Não deixando de encontrar aqui alguns dos princípios que sempre pautaram as preocupações do trabalho de ambos os autores – quase sempre buscando um diálogo com o mundo social das artes plásticas, buscando como que apontamentos de instalações e performances de maneira a integrarem pequenas ficções onde vários géneros são facilmente reconhecíveis, como o humor (Pinheiro) ou uma estranha ficção científica (Sousa) -, ao mesmo tempo sentimos uma qualquer inflexão ou mudança, para um território mais intimista, mais emocional, que arreda parte do humor anteriormente presente. Se a “parte” de Nuno Sousa poderá dar indícios, se não de autobiografia (pois não há quaisquer dados que possa corroborar essa hipótese, não sendo suficiente a primeira pessoa do narrador), pelo menos de um maior grau de realismo, e até mesmo de realismo social, a de Carlos Pinheiro preenche essa afectividade de uma maneira mais disseminada, não apenas por se tratar de um grupo orgânico mas também pelas emoções serem variadas, como se fossem experimentando várias paixões, da apatia à raiva, até descobrirem qual a mais adequada às suas pessoas (ou mesmo pessoa colectiva, reforçando sempre essa ideia de conjunto).
Como reza o texto na contracapa do livro, o conceito da sobrevida aponta para uma realidade que não diz respeito nem totalmente à morte nem à vida, mas a uma espécie de limbo, ou melhor, de átrio. Num limbo, afinal, desespera-se somente, ao passo que num átrio o que emerge é o tédio da espera. O problema nem sequer é a espera em si, que se poderia concentrar no fim, na saída, na resolução. É a concentração no momento presente, uma doentia meditação naquilo que é impossível percepcionar, que é a duração (do tempo). O espaço de espera não é apenas criado pela tensão da presença das duas partes, e de todas as oposições e complementaridades que se estabelecem entre elas, mas também em pormenores internos a essas mesmas partes. Estes autores não procuram criar soluções gráficas ou de composição que representem a stasis propriamente dita, todavia aproximam-se dela: nos modos de imitação da morte das personagens de Carlos Pinheiro, ou na cena em que elas procuram os seus reflexos na montra, já mascarados, e no caso de Sousa, nas várias cenas de paisagens urbanas sem texto, a partir de perspectivas de interiores, ou a(s) sesta(s) do pai, ou aquela cena em que um jovem homem parece simplesmente observar as pessoas a passar na rua, todas elas com propósitos seguros, tão contrastadas com a sua (apenas parente?) inércia e apatia.
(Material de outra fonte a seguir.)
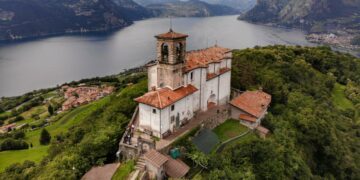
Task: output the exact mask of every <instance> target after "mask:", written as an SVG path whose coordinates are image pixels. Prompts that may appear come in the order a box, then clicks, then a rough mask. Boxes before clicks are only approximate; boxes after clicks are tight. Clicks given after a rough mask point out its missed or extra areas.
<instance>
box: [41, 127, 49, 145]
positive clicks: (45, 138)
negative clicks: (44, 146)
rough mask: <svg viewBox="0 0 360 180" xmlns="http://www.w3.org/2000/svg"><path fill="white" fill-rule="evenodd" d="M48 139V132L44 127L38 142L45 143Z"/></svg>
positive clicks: (42, 143) (48, 137)
mask: <svg viewBox="0 0 360 180" xmlns="http://www.w3.org/2000/svg"><path fill="white" fill-rule="evenodd" d="M50 140H51V136H50V133H49V132H48V131H47V130H46V129H45V128H44V129H43V130H42V131H41V134H40V144H41V145H47V144H49V143H50Z"/></svg>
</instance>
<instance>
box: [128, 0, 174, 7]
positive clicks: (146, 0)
mask: <svg viewBox="0 0 360 180" xmlns="http://www.w3.org/2000/svg"><path fill="white" fill-rule="evenodd" d="M134 1H135V2H136V3H138V4H140V5H142V6H147V5H150V4H162V3H169V2H177V1H179V0H134Z"/></svg>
É então a sombra da morte, ou algo que lhe ocupe a função, mesmo que por ora, que recai sobre a vida que se vai levando. Sobrevida parece ser uma representação, não precisa mas justa, de um sentimento de não saber muito bem que opções fazer, que gestos fazer para manter o equilíbrio (da vida individual, mas também social, político), adivinhando sempre, porém, que faça-se o que se fizer, não virá dali decisão, “resultado nenhum”, mas provavelmente apenas uma outra, nova, rasteira… Também parece ser um retrato muito justo de que tipo de revolta será possível contra um certo estado social pela parte de quem ainda tem as suas raízes num certo conforto burguês (afinal, o grupo janta nu casarão, fantasiam-se, a violência é material e pública, o filho volta à casa paterna numa acalmia idílica, quase indolente). Recorda-nos, e com ele terminamos, um poema de um dos contemporâneos “poetas sem qualidades”, José Miguel Silva:

Queixas de um utente
Pago os meus impostos, separo
o lixo, já não vejo televisão
há cinco meses, todos os dias
rezo pelo menos duas horas
com um livro nos joelhos,
nunca falho uma visita à família,
utilizo sempre os transportes
públicos, raramente me esqueço
de deixar água fresca no prato
do gato, tento ser correcto
com os meus vizinhos e não cuspo
na sombra dos outros.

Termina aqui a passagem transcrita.